I’m an artist, an author, a dancer, a parent, a cellist, a singer, a lover, a dreamer, an entrepreneur, an idea lady, a creative, a scientist, an empath, a reader, a designer, a people-helper, a people-lover, a healer, a dream interpreter, a vessel of my ancestors, a child of the universe, a woman of God.
A Detroit native, Octavia the proud mom of three boys and a relentless creative, speaking life into women through writing, music, dance and art.
Octavia is the author of The Hibouleans, a sci-fi fantasy Afro-futurist young adult novella series featuring bold, beautiful and brilliant girls of color that fearlessly take the lead in their own adventures. Volume 1 is available on Amazon now, and Octavia is on tour this year promoting the series and her vision of ethnically and gender-diverse nerd culture. Also a cellist, Octavia has written the book score to her series and performs at her book signing events as well as collaborating with local artists.

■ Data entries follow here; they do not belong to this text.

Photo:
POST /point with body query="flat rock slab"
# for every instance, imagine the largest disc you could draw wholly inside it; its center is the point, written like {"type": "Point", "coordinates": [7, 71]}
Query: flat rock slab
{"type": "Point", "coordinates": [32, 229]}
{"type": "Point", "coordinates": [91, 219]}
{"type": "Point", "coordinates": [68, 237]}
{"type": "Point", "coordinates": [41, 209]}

Octavia dances with DesueñoVision, a Latin-contemporary fusion company of professional women that make healthy living a priority in their busy lives. And finally, through art, Octavia paints encouragement cards that promote self-loving mantras, empowering women to validate themselves first.
As Miss Michgian 2005, Octavia is an active member of MASTA, an association of former Miss America contestants. With MASTA, Octavia helps promote success and opportunity of women across the country, of all ethnicities, religions and orientations.
Octavia and her boys are also active members of Soul City Church.